Há um fio vermelho que liga os Arautos do Evangelho, a associação internacional sob intervenção da Santa Sé e os inimigos do Sínodo na Amazônia que se abre no próximo domingo (6 e 27 de outubro), e é o pai fundador comum, o católico reacionário brasileiro Plinio Correa de Oliveira (1908-1995).

A informação é publicada por Askanews, 28-09-2019. A tradução é de Luisa Rabolini.

Filósofo, jornalista e político, visceralmente hostil ao Concílio Vaticano II ("um momento na história tão triste quanto a morte de Jesus", assim ele o definiu), há muito tempo em contato com monsenhor Marcel Lefebvre, Plinio Correa de Oliveira em 1960 fundou a Sociedade Brasileira de Defesa da Tradição, Família e Propriedade (ou, mais brevemente, TFP) para defender os ideais da tradição, da família e da propriedade de toda forma de socialismo e comunismo na sociedade e na Igreja. Sua dissidência na conferência episcopal brasileira, nos anos da teologia da libertação, era total e o episcopado retribuía, chegando a reprovar publicamente seu movimento.

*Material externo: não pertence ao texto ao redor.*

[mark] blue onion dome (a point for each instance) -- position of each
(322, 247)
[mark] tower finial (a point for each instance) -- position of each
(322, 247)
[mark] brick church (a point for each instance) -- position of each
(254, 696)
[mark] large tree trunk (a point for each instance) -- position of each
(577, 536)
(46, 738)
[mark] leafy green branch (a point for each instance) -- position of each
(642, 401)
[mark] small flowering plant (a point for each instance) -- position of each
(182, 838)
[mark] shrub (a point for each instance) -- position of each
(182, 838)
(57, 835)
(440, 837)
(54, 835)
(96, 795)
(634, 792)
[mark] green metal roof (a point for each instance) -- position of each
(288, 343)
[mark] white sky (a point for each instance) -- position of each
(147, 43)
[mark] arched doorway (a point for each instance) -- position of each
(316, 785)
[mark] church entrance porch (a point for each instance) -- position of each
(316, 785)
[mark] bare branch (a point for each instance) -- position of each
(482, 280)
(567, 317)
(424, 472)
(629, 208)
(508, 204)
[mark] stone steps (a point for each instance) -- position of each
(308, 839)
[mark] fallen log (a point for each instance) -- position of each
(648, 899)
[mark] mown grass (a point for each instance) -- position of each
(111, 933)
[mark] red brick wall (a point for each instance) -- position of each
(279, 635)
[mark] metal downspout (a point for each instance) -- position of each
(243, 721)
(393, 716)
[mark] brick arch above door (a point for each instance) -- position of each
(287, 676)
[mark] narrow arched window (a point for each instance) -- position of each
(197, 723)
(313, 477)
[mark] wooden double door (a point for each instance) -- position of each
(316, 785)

Na época de sua morte, o monsenhor João Scognamiglio Cla Dias fundou uma distinta associação, os Arautos do Evangelho, que em 2001 passou a ser reconhecida pela Santa Sé, patrocinada em especial pelo então cardeal prefeito da Congregação para os Religiosos, Franc Rodè. Eles são reconhecíveis, lembra uma nota do Vatican Insider, "por seu hábito marrom e branco, com uma grande cruz no peito, semelhante à dos cavaleiros medievais". Em 2017 - revelou um artigo do Vatican Insider - o prelado renunciou: a própria congregação do Vaticano havia iniciado uma investigação sobre cultos milenares e exorcismos dentro da mesma. Alguns vídeos, publicados na internet, mostravam entre outras coisas, que o diabo havia dito aos Arautos que o papa Francisco era "o meu homem" e que, segundo Satanás, o papa é "estúpido". Aquela investigação - concernente, conforme consta na nota do Vaticano - “deficiências relativas ao estilo de governo, à vida dos membros do Conselho, à pastoral vocacional, à formação de novas vocações, à administração, à gestão das obras e à captação de recursos "- chegou ao fim com a indicação de um comissário para associação e a nomeação do cardeal Raymundo Damasceno Assis, arcebispo emérito de Aparecida, como comissário.

Enquanto isso, a Tradição Família e Propriedade continuou suas atividades após a morte do fundador. Com posições ultraconservadoras e simpatias trumpianas, hoje está na vanguarda das críticas, muitas vezes virulentas, ao próximo Sínodo sobre a Amazônia, visto como inoportuno por todo um grupo que vai da administração de Jair Bolsonaro no Brasil até a direita da Cúria. São a TFP, juntamente com o Instituto Plinio Correa de Oliveira (Ipco), que organizaram o mais odioso site na internet sobre o Sínodo Pan-amazônico, o "Pan-Amazon Synod Watch", que registra cada contestação à iniciativa organizada pelo Papa.

O diretor do escritório romano, Juan Miguel Montes, divulgou recentemente uma entrevista ao jornal La Verità, intitulada "O Sínodo Amazônico diminui o Evangelho". E no próximo sábado, véspera da abertura do Sínodo, o Instituto Plinio Corrêa de Oliveira está organizando uma conferência internacional em Roma intitulada "Amazônia: a aposta em jogo". Entre os tópicos, por exemplo, Roberto de Mattei, presidente da Fundação Lepanto, fará uma reflexão assim intitulada: "Os documentos preparatórios do Sínodo abrem o caminho para uma relação panteísta homem-natureza e para uma religião neopagã".